Тем временем Гиммлер начал собственное расследование в официальной резиденции Геббельса. Оба министра вместе допрашивали людей, доставляемых им гестапо, в том числе и самого Фромма. Допрос продолжался всю ночь и прервался только на время речи Гитлера, которую передавали по радио в час ночи. Гитлер читал обращение резким усталым голосом, призывая жестоко покарать предателей, и тон выступления привел Геббельса в ярость.

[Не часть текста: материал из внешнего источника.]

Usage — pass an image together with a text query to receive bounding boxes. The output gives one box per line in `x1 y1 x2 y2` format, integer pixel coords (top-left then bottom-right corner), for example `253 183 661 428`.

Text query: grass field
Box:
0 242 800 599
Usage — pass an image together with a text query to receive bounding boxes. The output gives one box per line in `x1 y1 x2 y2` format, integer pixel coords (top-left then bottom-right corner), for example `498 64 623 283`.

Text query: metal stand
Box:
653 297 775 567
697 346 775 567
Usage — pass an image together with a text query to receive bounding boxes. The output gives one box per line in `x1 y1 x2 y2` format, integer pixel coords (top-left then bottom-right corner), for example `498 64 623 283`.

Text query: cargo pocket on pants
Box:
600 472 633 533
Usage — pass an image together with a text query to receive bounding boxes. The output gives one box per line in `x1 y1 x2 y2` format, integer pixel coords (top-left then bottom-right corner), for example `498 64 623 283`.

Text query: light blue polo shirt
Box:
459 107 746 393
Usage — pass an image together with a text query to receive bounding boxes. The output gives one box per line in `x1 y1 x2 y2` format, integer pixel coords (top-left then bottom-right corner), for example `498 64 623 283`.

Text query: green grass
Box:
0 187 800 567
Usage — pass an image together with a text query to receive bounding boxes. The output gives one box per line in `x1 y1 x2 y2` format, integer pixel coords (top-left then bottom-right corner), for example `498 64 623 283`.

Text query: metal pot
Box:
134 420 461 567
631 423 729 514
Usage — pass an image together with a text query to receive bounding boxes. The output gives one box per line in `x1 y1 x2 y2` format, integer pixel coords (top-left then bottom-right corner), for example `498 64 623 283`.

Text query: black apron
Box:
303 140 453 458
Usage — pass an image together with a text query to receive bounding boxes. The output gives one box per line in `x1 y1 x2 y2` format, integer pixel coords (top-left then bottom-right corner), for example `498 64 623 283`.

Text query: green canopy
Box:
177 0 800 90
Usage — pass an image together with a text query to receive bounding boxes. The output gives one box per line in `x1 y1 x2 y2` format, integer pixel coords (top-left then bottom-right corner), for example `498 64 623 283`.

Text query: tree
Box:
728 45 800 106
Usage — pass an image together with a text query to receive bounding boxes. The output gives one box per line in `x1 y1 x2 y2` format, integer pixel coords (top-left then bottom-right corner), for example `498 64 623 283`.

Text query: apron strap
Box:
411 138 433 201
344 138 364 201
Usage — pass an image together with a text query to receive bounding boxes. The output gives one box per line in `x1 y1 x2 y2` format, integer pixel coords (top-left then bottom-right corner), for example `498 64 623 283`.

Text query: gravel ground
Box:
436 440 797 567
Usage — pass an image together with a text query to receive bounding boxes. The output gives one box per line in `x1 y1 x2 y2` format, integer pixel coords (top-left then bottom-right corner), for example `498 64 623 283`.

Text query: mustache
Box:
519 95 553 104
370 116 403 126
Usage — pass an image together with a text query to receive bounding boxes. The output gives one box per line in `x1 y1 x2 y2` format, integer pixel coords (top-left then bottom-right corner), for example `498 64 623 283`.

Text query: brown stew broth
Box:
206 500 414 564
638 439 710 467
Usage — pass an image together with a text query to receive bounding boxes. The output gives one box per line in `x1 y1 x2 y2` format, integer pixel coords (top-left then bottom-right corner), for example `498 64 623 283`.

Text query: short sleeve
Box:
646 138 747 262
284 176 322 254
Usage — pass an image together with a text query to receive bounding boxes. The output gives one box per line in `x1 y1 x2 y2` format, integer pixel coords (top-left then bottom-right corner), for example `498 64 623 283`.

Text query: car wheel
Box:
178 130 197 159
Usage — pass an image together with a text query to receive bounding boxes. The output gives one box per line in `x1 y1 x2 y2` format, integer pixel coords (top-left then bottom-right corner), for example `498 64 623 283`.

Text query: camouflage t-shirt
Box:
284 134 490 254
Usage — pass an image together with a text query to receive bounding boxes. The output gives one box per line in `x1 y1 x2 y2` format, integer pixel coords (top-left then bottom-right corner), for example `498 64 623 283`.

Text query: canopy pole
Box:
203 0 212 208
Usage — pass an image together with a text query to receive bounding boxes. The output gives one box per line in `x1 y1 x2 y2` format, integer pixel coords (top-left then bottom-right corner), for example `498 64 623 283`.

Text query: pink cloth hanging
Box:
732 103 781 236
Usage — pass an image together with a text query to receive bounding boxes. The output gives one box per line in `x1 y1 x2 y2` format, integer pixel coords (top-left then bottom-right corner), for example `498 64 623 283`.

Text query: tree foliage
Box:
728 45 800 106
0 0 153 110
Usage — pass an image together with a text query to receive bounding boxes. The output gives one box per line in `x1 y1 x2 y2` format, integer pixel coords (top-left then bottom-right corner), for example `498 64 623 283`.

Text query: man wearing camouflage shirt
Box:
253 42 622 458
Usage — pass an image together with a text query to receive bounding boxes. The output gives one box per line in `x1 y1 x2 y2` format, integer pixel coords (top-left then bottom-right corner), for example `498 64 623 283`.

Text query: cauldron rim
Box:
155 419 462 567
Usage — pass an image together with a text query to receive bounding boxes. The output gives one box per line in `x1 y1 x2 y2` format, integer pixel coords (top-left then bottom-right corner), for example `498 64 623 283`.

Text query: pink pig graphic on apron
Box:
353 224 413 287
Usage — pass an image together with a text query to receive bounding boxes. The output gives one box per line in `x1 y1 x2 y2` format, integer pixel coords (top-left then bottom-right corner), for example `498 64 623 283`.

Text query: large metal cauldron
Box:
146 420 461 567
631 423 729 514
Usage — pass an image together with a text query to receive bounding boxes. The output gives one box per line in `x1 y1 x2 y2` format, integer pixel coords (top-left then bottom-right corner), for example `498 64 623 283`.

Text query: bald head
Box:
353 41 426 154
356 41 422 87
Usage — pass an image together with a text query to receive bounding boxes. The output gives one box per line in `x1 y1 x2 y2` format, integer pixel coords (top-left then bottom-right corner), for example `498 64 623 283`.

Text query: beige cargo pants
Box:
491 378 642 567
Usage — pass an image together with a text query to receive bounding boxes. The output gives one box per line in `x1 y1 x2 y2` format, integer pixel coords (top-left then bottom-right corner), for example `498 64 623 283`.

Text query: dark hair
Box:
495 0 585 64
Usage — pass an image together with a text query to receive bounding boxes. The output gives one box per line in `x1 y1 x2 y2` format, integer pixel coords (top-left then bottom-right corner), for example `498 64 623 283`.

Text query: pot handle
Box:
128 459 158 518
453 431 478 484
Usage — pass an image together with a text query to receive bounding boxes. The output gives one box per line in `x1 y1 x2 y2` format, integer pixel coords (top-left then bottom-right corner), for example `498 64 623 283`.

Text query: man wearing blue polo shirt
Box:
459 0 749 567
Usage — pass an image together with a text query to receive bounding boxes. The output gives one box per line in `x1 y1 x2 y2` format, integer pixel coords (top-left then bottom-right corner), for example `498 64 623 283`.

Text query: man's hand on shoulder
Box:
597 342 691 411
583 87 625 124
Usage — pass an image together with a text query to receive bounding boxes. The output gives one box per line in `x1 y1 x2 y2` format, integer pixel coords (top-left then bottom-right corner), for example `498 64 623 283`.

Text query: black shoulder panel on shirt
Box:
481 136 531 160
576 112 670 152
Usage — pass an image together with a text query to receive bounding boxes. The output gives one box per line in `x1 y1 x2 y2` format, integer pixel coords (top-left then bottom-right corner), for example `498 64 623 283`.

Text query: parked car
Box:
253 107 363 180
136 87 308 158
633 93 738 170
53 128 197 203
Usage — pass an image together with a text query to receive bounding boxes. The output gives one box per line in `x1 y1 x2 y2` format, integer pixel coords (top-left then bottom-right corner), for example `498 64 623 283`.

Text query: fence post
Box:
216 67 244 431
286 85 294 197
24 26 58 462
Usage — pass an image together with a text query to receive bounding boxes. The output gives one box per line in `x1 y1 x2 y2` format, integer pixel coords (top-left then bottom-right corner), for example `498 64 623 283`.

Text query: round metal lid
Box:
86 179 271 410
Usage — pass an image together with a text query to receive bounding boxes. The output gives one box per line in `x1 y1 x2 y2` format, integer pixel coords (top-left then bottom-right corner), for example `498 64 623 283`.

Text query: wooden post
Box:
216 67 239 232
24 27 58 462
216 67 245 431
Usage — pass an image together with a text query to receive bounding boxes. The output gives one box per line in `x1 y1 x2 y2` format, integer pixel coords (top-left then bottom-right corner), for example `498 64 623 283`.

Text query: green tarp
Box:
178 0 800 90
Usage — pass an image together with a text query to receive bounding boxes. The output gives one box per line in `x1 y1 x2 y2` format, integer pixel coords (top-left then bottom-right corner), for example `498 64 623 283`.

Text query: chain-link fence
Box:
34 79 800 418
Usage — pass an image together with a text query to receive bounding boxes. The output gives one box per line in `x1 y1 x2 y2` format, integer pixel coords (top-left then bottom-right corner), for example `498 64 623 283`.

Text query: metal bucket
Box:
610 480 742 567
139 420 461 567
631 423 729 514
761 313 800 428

На следующее утро Борман был вынужден исправить ошибку, допущенную прошлой ночью, и передать менее амбициозные инструкции, подтверждающие новые права Гиммлера. Гиммлер поручил Кальтенбруннеру вести дальнейшие допросы в рамках подготовки к первой фазе судебного заседания, которое началось 7 августа в здании Народного суда. Ходом разбирательства руководил председатель суда Роланд Фрейзлер, и в зал втолкнули первую группу заговорщиков, измученных, небритых и одетых в гражданскую одежду с чужого плеча. Разбирательство было построено так, чтобы унизить обвиняемых перед камерами, установленными для съемки суда по приказу фюрера, который был одержим местью. Руководители заговора Бек, Ольбрихт и Штауффенберг были, по счастью для них, уже мертвы; но их непосредственные подчиненные, в том числе фельдмаршал фон Вицлебен, которого вытолкнули под насмешки Фрейзлера в неподпоясанных брюках, генералы Хопнер и Штейфф, кузен Штауффенберга, Петер Йорк фон Вартенбург, были по очереди допрошены и приговорены к повешению обнаженными перед объективами кинокамер; каждый из них был задушен фортепьянной струной, подвешенной на мясной крюк. Умерли они один за другим 8 августа в небольшой камере Плетцензейской тюрьмы, и говорят, что некоторые из казненных бились в агонии почти пять минут. Той же ночью Гитлер просмотрел запись казни в кинозале рейхсканцелярии; даже Геббельс, при всей его черствости, не мог смотреть на такие ужасные страдания. Все копии этого фильма впоследствии были уничтожены.
С точки зрения Гиммлера и его агента Кальтенбруннера, подготовка к суду представляла собой длительную серию допросов, продолжавшихся в течение последних месяцев войны. Эти допросы порождали все новые аресты и казни; итоговый черный список теперь восстановить уже невозможно, хотя, по некоторым оценкам, число казненных измерялось сотнями[106]. Среди жертв оказались многие из наиболее выдающихся деятелей Сопротивления, причем некоторые из них содержались в заключении до последних дней войны и были убиты незадолго до подписания мира, поскольку их трагические свидетельства увеличили бы и без того немалые грехи нацистов.